Authors: Becca Andre
Another pair of black boots and matching fatigues came into my line of sight. “Nice work. He’ll be pleased.”
I took a breath to try another shout, but the words never left my lips. The world exploded in light and sound. My captor screamed and released me. The stone floor rushed toward my face, and I threw out my hands.
I woke to darkness, facedown on an uneven surface. My hips and legs on one level, while my upper body rested on a sloping decline. The position didn’t help my pounding head. I shifted and sucked in a gasp of smoke-scented air. I ached all over.
A glimpse through slitted eyes revealed distant fire and mounds of rubble. The Alchemica—or what was left of it. What hadn’t been reduced to jagged piles of stone was burning. Dear God, how had I survived that? Had anyone else?
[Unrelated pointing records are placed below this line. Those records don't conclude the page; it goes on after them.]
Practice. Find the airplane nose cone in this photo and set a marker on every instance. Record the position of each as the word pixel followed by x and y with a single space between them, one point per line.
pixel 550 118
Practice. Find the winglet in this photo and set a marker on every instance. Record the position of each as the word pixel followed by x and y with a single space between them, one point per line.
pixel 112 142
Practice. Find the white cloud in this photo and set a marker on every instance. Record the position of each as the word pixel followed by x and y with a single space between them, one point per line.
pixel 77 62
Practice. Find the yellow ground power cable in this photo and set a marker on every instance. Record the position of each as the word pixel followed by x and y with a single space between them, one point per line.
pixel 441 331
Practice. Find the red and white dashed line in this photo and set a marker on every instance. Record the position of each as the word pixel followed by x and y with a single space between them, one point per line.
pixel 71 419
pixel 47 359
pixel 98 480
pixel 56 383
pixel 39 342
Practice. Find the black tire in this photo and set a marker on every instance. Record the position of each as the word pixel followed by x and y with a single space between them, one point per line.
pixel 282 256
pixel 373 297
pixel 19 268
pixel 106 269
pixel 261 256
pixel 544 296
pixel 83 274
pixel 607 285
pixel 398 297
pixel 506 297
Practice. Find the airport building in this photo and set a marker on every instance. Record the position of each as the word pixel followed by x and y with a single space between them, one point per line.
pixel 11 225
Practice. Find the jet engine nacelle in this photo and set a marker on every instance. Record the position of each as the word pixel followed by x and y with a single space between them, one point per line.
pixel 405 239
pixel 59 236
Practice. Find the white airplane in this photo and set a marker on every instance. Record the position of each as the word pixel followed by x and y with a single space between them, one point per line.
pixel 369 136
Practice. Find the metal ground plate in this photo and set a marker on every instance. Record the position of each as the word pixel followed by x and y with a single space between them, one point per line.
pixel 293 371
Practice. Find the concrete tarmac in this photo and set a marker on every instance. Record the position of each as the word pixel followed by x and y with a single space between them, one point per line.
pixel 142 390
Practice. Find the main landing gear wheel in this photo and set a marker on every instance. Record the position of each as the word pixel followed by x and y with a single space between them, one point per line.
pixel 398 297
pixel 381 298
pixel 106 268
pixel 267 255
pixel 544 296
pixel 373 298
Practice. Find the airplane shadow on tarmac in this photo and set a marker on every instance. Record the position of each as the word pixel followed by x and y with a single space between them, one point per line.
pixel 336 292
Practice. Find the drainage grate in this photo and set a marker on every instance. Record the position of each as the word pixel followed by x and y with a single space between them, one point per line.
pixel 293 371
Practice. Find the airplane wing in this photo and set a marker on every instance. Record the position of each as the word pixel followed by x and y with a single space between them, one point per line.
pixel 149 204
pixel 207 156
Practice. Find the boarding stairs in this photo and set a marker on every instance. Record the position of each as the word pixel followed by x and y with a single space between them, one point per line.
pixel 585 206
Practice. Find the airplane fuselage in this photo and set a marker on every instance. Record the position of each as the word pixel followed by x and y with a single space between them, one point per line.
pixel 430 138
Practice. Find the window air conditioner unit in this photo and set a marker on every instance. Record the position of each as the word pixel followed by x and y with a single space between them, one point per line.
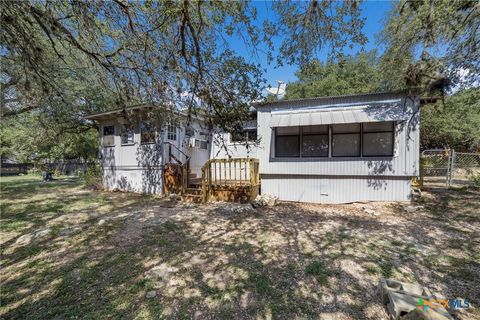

“Over here!” The loud voice sent bolts of pain rocketing through my skull.
I lifted my head to turn it in the other direction and the muscles in my neck and shoulders screamed in protest. Gritting my teeth against the pain, I pushed my dark hair out of my eyes and searched for the speaker. A man stood a few feet away, his back to me. He wore robes, but even in the faint light I could see that they were the wrong color for an alchemist. His robes were dark gray, trimmed in small black triangles: the alchemical symbol for fire.
My heart tried to escape my chest. An Element. No,
The
Element. The Lord of Flames himself. What the hell was he doing here?
Elements didn’t like alchemists. Since magic had returned, those with magic and those without had waged a cold war to see who would claim this new world. The alchemists fit in neither category. We were a hybrid: mundane humans who dared to wield power we didn’t innately possess. No one with magic could stand us, and the Elements were the most magical of them all.
“Your Grace.” Running footsteps halted nearby. “I pulled the car around.”
“Good. Let us go.” The deep commanding tone made me want to slip off my slab and hide in the rubble. I didn’t breathe until the pair moved away.
I don’t know how I went unnoticed. Perhaps my black robes blended with the shadows. Once they were gone, I pushed myself up to my hands and knees. I had to chew my lip to stay silent. Fine grit coated the slab, biting into my scraped palms. My stomach threatened to heave, and I slumped forward, pressing my forehead to the stone until it passed.
“There!” a voice shouted from close by.
I pushed myself back up and saw two men in black fatigues only yards away. The same two men? If they’d survived the blast as well, perhaps it’d been our location within the building that saved us.
“I found her!” the same man shouted.
I didn’t know who they were or what they wanted with me, but I wasn’t going to sit here and find out.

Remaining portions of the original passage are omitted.